In his first ground of error, appellant contends that the trial court erred “in submitting a two count charge to the jury.” Appellant made no motion to require the State to elect and the charge, which comes to us without objection, is in the precise language of 8 Texas Practice, Will-son’s Texas Criminal Forms Annotated (7th ed. 1966) § 3552, p. 551. We note that the forms of verdict submitted to the jury, found on the same page as the trial judge’s signature, authorized the jury to find appellant not guilty or “guilty of robbery with the use of and by exhibiting a firearm, as charged in the first count of the indictment.”

The two decisions1 relied upon by appellant to support his contention are inadequate to the task assigned them. In 1 Branch’s Annotated Penal Code (2d ed. 1956) § 464, at 460, many cases are cited in support of this well-founded rule: “If different counts charging the same character of offense are inserted in the indictment to prevent a variance and there is evidence supporting each, the State is not required to elect between such counts.” Furthermore, the forms of verdict submitted authorized a conviction only upon the more serious charge, robbery with firearms. We fail to see how appellant’s rights were prejudiced and ground one is overruled.

Dean Chafin, Probation Officer in Criminal District Court Number Four of Dallas County, identified appellant as being the person who received a ten year probated sentence in Dallas County on February 7, 1967, for the offense of murder with malice. No objections were made to this testimony. Appellant now complains in ground two that this constituted error. As we understand the argument under this point, appellant contends that the probation officer was not a custodian of the records which would be the best evidence of the conviction; and further, without the introduction of the records, the defense was denied the opportunity to examine the records to ascertain the possible existence of constitutional infirmities therein.

The prior conviction of appellant was shown by the testimony of a witness familiar with the facts, a procedure which finds support in the reported cases. See, e. g., Brumfield v. State, 445 S.W.2d 732, 740 (Tex.Cr.App.1969) ; Cain v. State, 468 S.W.2d 856, 859 (Tex.Cr.App.1971). Of course, other means may be utilized by the State in making its proof of the prior convictions as indicated in the cited cases.

*537However, appellant has cited no case holding that the State is required to introduce the written record of the prior conviction in such instances. Nor are we persuaded by appellant’s reliance upon Olvera v. Beto, (Sth Cir. 1970) 429 F.2d 131. Among other salient differences, we find that in Olvera:

“It was stipulated that in each of the prior cases appellant (1) was an indigent, (2) was not represented by counsel, (3) was not informed of his right to have counsel appointed, and (4) did not waive the assistance of counsel. It was also stipulated that appellant’s counsel made timely objections to the admission of the prior convictions in evidence.” (429 F.2d at 132)

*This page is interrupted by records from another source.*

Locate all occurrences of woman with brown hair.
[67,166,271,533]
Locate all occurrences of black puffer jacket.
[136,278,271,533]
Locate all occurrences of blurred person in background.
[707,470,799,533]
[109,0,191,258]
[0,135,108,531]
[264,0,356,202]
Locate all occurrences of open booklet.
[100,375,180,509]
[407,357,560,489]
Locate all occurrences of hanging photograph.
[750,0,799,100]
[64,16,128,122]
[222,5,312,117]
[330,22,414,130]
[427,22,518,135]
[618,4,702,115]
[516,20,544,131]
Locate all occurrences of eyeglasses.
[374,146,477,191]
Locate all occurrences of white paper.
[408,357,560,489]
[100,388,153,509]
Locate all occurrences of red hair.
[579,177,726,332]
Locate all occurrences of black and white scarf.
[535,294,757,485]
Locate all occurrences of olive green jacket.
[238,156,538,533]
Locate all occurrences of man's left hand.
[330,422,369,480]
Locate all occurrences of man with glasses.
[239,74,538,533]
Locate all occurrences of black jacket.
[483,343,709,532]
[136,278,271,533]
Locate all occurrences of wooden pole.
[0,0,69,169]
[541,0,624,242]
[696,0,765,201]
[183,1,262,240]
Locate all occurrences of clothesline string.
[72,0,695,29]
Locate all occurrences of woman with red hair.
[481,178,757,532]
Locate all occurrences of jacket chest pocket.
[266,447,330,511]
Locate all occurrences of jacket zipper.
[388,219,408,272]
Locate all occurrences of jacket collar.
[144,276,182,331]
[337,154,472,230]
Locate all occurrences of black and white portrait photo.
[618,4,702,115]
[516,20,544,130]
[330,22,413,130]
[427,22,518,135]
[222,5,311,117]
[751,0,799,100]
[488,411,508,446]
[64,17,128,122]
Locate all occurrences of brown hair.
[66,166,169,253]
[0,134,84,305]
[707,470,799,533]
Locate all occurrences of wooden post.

Not one of these events was shown to have occurred in the case at bar. Assuming, arguendo, the certified copies of the record would have been the best evidence, appellant made no objection to the testimony of Mr. Chafin. “Failure to object when evidence is offered precludes review by this court.” Palmer v. State, 475 S.W.2d 797, 800 (Tex.Cr.App.1972).

Ground two is overruled. The judgment is affirmed.

Opinion approved by the Court.

. Ex Parte Wagnon, 186 Tex.Cr.R. 364, 125 S.W.2d 572 (1939); McKenzie v. State, 32 Tex.Cr.R. 568, 25 S.W. 426 (1894).